Henry Suzzallo (August 22, 1875 – September 25, 1933) was the 16th president of the University of Washington from 1915 to 1926. He later served as director of the National Advisory Committee on Education and president of the Carnegie Foundation for the Advancement of Teaching.

== Biography ==
Of Venetian descent, Suzzallo was born in San Jose, California, just after his parents' emigration from the Dalmatia region of the Austrian Empire. The surname Suzzallo, whose name in the old country had been Zucalo, is also common in Herzegovina and Montenegro. Poor health in his youth resulted in mediocre grades during his primary and secondary education. He graduated from the California State Normal School in San Jose (now San José State University), and later Stanford University in 1899. He eventually attended Columbia University Teachers College for graduate school, where he got his master's degree in 1902 and his Ph.D. in 1905. His focus was educational sociology. He was principal of an elementary school in Alameda, California, deputy superintendent of city schools in San Francisco, professor of education at San Jose State and Stanford, and professor of educational sociology at Columbia, before becoming president of the University of Washington in 1915.

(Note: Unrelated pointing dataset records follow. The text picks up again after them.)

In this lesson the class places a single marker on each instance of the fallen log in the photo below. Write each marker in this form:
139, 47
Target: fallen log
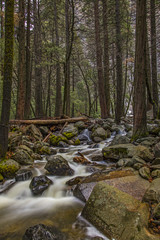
48, 121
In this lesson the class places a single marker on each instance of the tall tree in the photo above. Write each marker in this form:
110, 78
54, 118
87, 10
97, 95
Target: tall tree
21, 65
99, 61
7, 82
139, 119
154, 58
119, 100
38, 60
58, 105
106, 56
28, 62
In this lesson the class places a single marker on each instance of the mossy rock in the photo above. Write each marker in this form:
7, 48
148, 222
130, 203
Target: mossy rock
70, 131
45, 150
55, 139
8, 168
1, 178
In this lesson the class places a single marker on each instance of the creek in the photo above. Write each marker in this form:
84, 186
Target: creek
19, 209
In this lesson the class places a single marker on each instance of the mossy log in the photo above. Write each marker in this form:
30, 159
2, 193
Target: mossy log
48, 121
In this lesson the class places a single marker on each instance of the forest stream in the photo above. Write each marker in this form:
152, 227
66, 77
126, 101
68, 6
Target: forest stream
19, 209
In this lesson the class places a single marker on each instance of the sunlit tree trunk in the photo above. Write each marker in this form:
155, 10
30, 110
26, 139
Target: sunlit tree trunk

"It was there (Columbia) that the Washington regents found him (Suzzallo) in 1915, and he returned to the coast of his birth gladly. The University of Pittsburgh tried to lure him east again in 1919, offering to double his salary. He refused. The Carnegie Foundation, the National Research Council, the English Speaking Union, the Hall of Fame, the Scouts, the International Institute of the University of Heidelberg, and a dozen or so literary, sociological, and scientific societies soon made inroads on his time, recognizing him for a man of creditable character and intelligence; hearing of him from his many friends as one in whom force combined with charm, integrity with flexibility of manner. His prime attention, however, he devoted to the institution that was now in his charge" (Time magazine, October 18, 1926).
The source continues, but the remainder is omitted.